Computation of Lyapunov Functions under State Constraints using Semidefinite Programming Hierarchies *

TL;DR

This paper develops algorithms using hierarchies of linear and semidefinite programs to compute Lyapunov functions for systems with state constraints, enabling stability analysis within convex sets.

Contribution

It introduces novel discretization and semidefinite programming hierarchies for efficiently computing Lyapunov functions under convex state constraints.

Findings

Hierarchical linear programs for conic constraints.

Semidefinite programming hierarchy for semi-algebraic sets.

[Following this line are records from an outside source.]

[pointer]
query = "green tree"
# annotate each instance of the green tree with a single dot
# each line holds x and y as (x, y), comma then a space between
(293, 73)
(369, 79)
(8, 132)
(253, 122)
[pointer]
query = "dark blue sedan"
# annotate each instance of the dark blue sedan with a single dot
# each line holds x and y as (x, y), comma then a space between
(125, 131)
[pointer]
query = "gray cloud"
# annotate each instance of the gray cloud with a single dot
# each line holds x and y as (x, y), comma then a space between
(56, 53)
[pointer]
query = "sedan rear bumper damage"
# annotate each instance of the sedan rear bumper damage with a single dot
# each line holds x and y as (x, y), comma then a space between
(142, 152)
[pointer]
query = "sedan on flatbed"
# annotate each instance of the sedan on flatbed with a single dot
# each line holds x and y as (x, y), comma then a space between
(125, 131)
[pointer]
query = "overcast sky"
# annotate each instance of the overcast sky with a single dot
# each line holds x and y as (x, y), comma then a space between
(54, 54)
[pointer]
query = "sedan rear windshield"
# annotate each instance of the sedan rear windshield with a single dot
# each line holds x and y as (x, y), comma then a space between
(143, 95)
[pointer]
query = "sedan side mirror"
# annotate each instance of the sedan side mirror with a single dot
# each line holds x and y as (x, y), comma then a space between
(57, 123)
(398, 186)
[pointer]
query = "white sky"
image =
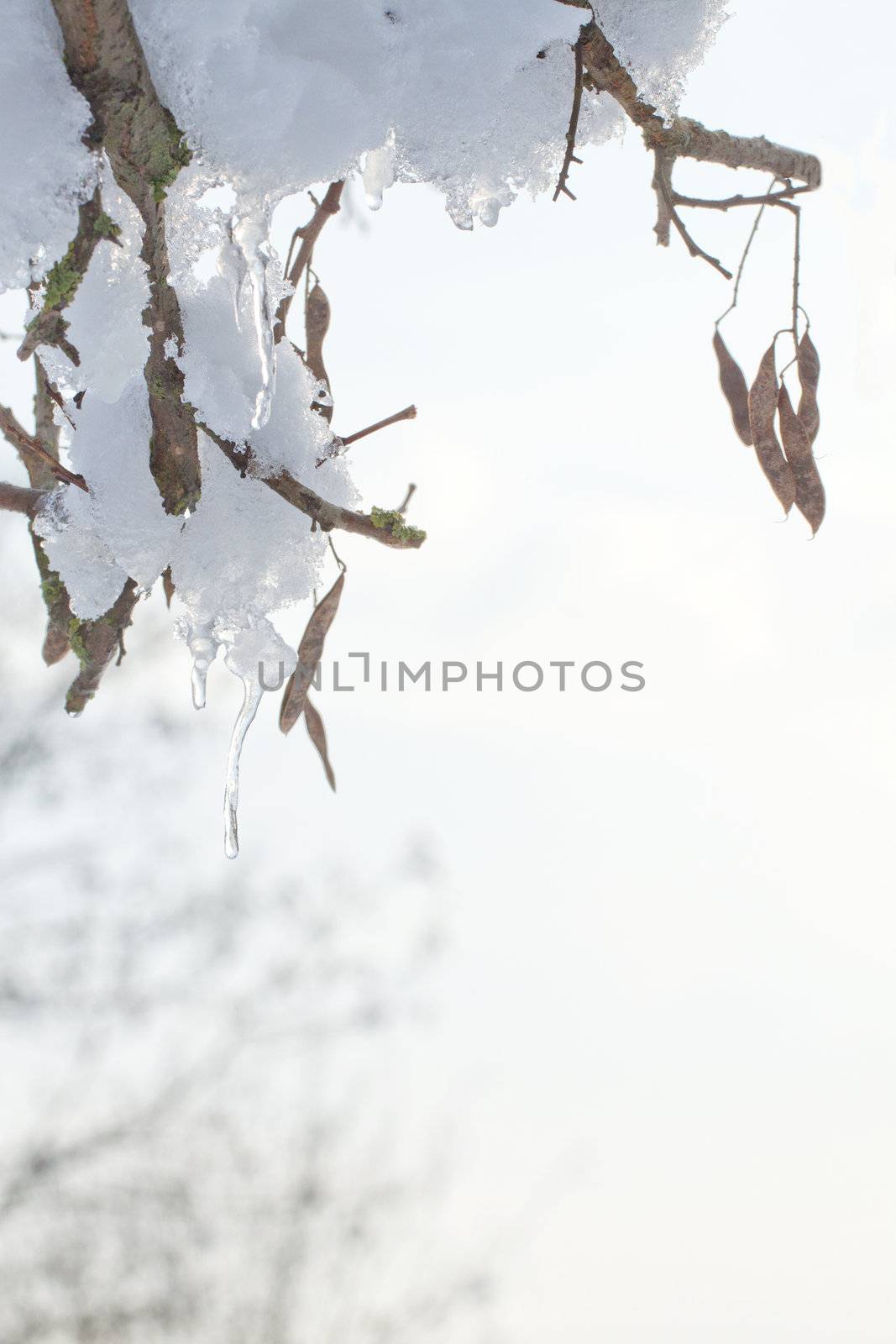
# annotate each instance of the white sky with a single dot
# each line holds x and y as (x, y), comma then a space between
(668, 1034)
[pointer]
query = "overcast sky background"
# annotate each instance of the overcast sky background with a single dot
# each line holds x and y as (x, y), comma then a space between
(665, 1048)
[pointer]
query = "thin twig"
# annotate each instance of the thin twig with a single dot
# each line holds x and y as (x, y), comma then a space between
(322, 514)
(309, 234)
(663, 181)
(20, 499)
(409, 413)
(340, 562)
(26, 443)
(570, 158)
(403, 506)
(772, 198)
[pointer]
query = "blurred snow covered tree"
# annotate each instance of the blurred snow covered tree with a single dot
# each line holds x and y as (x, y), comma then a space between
(202, 1128)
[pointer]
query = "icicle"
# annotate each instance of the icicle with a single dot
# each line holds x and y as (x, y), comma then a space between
(461, 215)
(379, 174)
(249, 234)
(253, 692)
(203, 648)
(490, 212)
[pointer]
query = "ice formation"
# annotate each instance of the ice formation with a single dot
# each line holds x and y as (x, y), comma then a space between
(273, 97)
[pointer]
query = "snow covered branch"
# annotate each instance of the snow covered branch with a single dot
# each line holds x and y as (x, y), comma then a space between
(147, 151)
(681, 138)
(19, 499)
(187, 417)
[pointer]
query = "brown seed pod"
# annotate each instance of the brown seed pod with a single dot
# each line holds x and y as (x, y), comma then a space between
(809, 370)
(734, 386)
(763, 402)
(810, 492)
(309, 655)
(315, 726)
(168, 585)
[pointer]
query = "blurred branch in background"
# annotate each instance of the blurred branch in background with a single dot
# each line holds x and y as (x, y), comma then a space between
(202, 1081)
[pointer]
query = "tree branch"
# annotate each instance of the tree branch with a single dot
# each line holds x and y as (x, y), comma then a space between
(60, 286)
(20, 499)
(309, 234)
(147, 151)
(687, 139)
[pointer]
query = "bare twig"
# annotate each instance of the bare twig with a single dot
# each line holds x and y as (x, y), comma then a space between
(772, 198)
(322, 514)
(20, 499)
(407, 499)
(668, 214)
(26, 443)
(145, 148)
(570, 158)
(338, 444)
(409, 413)
(60, 286)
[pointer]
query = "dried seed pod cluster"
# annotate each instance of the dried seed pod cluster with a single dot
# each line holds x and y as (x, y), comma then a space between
(789, 461)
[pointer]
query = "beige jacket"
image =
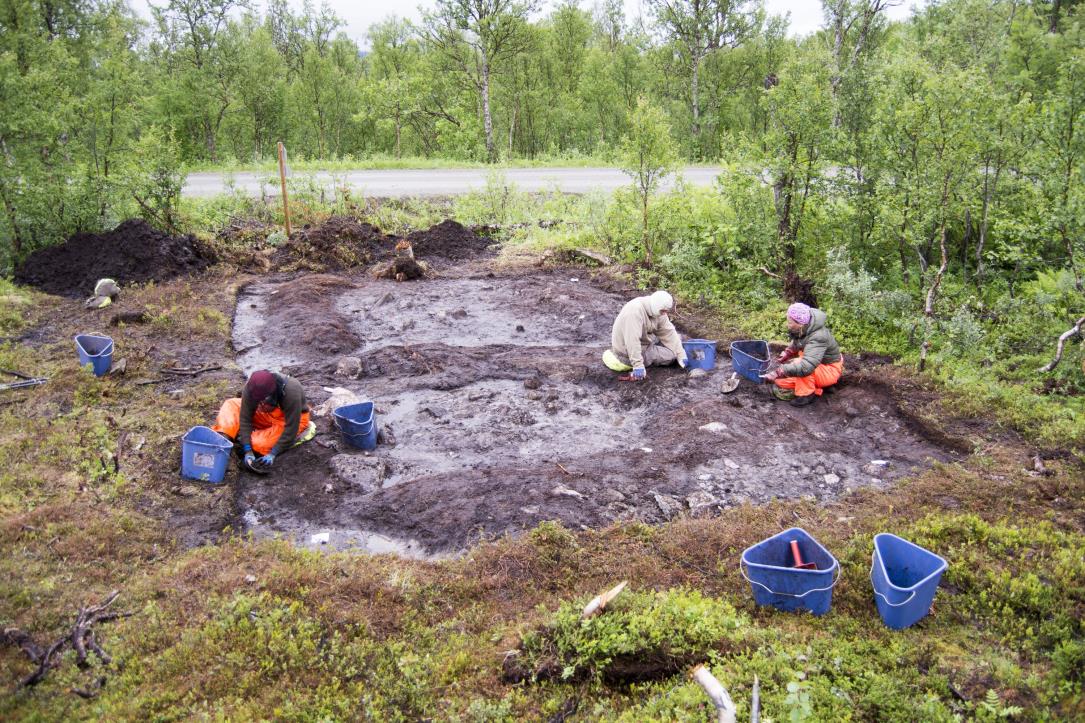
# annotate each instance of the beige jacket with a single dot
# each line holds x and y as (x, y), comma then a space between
(633, 329)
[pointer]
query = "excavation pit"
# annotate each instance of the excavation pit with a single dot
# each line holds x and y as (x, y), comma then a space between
(503, 416)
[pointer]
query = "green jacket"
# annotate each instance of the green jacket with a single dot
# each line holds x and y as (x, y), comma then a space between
(290, 397)
(817, 345)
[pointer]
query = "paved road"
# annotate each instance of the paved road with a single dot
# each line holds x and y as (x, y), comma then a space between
(398, 184)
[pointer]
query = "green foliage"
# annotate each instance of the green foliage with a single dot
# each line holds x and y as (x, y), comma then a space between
(676, 624)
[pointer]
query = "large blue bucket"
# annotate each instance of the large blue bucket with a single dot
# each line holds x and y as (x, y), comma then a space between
(204, 455)
(905, 578)
(774, 581)
(700, 353)
(96, 351)
(750, 358)
(357, 423)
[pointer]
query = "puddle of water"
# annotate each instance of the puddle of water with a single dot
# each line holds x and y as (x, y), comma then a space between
(472, 427)
(254, 351)
(458, 313)
(334, 538)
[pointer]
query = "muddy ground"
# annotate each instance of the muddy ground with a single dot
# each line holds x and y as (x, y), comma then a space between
(502, 416)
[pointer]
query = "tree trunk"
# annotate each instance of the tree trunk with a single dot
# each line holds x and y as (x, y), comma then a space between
(643, 219)
(487, 119)
(1056, 11)
(696, 104)
(398, 130)
(932, 293)
(16, 236)
(988, 192)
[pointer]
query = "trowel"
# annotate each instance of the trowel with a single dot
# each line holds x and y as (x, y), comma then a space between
(256, 469)
(730, 383)
(798, 558)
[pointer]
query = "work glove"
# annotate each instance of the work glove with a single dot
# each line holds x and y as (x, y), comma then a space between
(787, 355)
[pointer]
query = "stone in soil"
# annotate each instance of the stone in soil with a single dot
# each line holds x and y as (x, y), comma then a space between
(476, 446)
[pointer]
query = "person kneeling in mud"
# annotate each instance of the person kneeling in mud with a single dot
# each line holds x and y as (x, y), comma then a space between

Algorithms facilitate stability verification within constrained domains.

Abstract

We provide algorithms for computing a Lyapunov function for a class of systems where the state trajectories are constrained to evolve within a closed convex set. The dynamical systems that we consider comprise a differential equation which ensures continuous evolution within the domain, and a normal cone inclusion which ensures that the state trajectory remains within a prespecified set at all times. Finding a Lyapunov function for such a system boils down to finding a function which satisfies certain inequalities on the admissible set of state constraints. It is well-known that this problem, despite being convex, is computationally difficult. For conic constraints, we provide a discretization algorithm based on simplicial partitioning of a sim-plex, so that the search of desired function is addressed by constructing a hierarchy (associated with the diameter of the cells in the partition) of linear programs. Our second algorithm is tailored to semi-algebraic sets, where a hierarchy of semidefinite programs is constructed to compute Lyapunov functions as a sum-of-squares polynomial.